I have to say that this is absolutely the strangest, or at least the most
different, book of naval history I've ever read. Despite (or maybe because of) that, I found it highly interesting and enjoyable, and therefore recommend it.
Another thing I have to admit: when I opened the package, I thought, "Oh Gawd, another Trafalgar book." What naval grog doesn't already know the OOBs, the events of the battle, which ships locked up with which enemies, who surrendered to whom, and all that? But that's emphatically NOT what this book's about. Like I said, it's strange and different.
In the preface, the author spells out what this book is about:
Any description of Trafalar cannot confine itself to the facts of rigging and armament, weather and weight of broadside. Other, less material expectations are just as potent a presence in battle as the concrete realities of a ship in action. This book addresses that underlayer, the subtlest and slipperiest of historical levels: pre-conceptions, and the way they shape present behaviour. It is an attempt to describe the mental landscape of the people who fought and commanded at one of the great battles in history and it asks, in particular, why and how the idea of the hero flowered there.
The book's primary focus, given its interest in heroes, is on the Brit side and on Nelson in particular.

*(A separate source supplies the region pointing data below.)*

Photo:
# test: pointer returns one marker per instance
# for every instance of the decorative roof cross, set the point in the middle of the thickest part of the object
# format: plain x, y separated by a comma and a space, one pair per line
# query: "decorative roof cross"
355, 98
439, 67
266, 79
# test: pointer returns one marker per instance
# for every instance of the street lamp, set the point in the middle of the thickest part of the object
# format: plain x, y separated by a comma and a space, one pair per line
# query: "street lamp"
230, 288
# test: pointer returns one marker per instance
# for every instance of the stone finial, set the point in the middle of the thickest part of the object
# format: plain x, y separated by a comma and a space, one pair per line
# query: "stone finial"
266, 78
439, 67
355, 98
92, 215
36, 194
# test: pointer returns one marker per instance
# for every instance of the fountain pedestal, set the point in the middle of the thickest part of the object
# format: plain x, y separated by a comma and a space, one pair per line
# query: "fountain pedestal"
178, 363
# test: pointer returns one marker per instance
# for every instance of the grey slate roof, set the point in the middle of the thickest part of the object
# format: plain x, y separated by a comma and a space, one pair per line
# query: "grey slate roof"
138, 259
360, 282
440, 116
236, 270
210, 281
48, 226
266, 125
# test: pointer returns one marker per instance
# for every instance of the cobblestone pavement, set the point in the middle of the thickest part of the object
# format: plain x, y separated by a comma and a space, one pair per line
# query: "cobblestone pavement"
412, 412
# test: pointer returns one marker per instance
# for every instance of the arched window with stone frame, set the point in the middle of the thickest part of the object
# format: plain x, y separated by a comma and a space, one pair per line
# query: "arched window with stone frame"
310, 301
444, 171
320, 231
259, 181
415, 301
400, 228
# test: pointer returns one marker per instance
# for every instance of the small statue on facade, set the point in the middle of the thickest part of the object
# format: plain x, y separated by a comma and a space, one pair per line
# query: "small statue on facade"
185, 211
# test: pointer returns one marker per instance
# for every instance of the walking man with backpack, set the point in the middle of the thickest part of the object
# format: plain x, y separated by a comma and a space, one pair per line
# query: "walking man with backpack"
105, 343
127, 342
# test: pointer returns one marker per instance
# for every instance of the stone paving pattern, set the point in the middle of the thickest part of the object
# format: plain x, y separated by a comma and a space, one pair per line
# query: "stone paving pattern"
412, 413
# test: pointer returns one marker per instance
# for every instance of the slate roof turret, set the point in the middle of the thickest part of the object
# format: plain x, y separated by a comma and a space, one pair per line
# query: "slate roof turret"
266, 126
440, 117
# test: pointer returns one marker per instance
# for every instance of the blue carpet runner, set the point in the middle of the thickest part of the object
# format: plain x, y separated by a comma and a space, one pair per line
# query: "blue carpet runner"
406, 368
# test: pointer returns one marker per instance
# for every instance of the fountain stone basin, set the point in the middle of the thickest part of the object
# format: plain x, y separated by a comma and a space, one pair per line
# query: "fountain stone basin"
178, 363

However, the national psyches of Spain and France at that time are delved into as well. The book draws on many threads of contemporary pop culture to attempt to show that because the people involved thought X, they did Y, and thus Z happened. Even the title,
Seize the Fire, which sounds imaginative by itself, is actually from Blake's poem "Tyger tyger burning bright". And even though the book mentions that Blake hated Nelson, it shows that they both had many of the same mental attitudes, as did most of their contemporaries.
Like I said, it's a strange bit of naval history. The blood and thunder is in there eventually, but the focus then is on how people reacted to the horrific situations they created and/or found themselves in, rather than on the maneuvers of ships. This, and the storm afterwards, all happen in the 2nd half of the book, and by then you've got a handle on thought processes of those involved, so their reactions seem no surprise by their own standards, although somebody who's never been in a similar mess might be shocked.
Anyway, it's a good read. So good that it's hard to put down, despite adding little to the dry factual knowledge that naval grogs hold dear. But all the while you're turning pages, you'll still be struck by the strangeness of the book. But perhaps that's part of the appeal.